Sunday, 9 January 2011

where's my polygon?

Sometimes ideas seem to collide. I've been listening to the bbc's history of mathematics podcast and thinking about how to knit blankets.

The current "not quite Pi" blanket is progressing along in mindless knit stitches so I've been thinking about how to construct the second one.

Which leads to this:

Any n-sided regular polygon can be constructed out of n-isosceles triangles.
An isosceles triangle can be divided into two equal right angled triangles.

Right angled triangles can be constructed in knitting using short rows.

For example, a hexagon:
r is the radius of the polygon (how wide do you want it)

e is the edge of the isosceles triangle

a is the angle between the two equal sides of the triangle (and is equal to 360/n)








The triangle is then split into two right angled triangles thus:

R will be the cm value of the rows needed
s will be the cm value of stitches needed


How many stitches do you need though?

Enough to make s cm.
s is the acute of angle a, so s = cos(a/2) * r
how many rows will you need to work in total?
R is the obtuse of angle a, so R= sin(a/2) * r

so for a 40 cm radius, 6 sided polygon...
The individual triangles will have 34.6cm worth of stitches, and 20cm worth of rows.

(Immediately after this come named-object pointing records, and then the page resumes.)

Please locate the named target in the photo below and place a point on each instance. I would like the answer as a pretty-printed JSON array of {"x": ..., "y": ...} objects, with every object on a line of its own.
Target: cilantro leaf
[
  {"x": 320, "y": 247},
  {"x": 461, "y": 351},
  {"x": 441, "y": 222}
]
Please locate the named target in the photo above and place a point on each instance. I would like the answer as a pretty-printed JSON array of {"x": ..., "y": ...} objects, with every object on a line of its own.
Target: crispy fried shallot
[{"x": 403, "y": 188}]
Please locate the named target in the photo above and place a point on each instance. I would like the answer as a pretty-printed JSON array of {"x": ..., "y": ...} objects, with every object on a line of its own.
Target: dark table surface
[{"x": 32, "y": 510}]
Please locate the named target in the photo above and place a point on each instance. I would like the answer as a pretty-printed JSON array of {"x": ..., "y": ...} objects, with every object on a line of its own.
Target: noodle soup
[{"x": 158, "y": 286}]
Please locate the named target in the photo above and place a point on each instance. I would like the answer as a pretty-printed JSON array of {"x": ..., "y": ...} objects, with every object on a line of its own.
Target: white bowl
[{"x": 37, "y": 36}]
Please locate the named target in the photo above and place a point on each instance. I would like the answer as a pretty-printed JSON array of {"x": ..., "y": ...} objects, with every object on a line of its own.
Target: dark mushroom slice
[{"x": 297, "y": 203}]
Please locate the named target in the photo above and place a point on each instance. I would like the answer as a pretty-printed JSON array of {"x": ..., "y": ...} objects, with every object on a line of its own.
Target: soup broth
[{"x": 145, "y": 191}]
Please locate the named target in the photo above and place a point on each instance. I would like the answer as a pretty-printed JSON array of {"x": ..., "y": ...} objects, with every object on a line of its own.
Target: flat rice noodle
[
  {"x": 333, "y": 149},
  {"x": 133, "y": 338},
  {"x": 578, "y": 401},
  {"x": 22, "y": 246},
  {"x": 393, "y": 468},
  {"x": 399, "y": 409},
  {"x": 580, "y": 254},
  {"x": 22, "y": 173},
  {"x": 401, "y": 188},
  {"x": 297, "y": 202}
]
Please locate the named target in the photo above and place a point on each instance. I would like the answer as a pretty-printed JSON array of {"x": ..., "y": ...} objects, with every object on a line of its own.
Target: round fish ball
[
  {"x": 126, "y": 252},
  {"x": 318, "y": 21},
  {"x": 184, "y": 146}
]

Translating R and s into knit stitches will give a shape something like this (note this is not the actual number of stitches and rows!):













Using Rowan Alpaca Cotton (simply because I have a ball band to hand) which has a gauge of 30 stitches and 38 rows to 10cm. Each triangle would have 104 stitches and 76 rows.

I'll try and set up an excel spreadsheet that asks for n (how many sides), r (how wide the shape should be), stitch and row gauge, then spits out instructions on how to actually knit the triangles. More coffee required first however.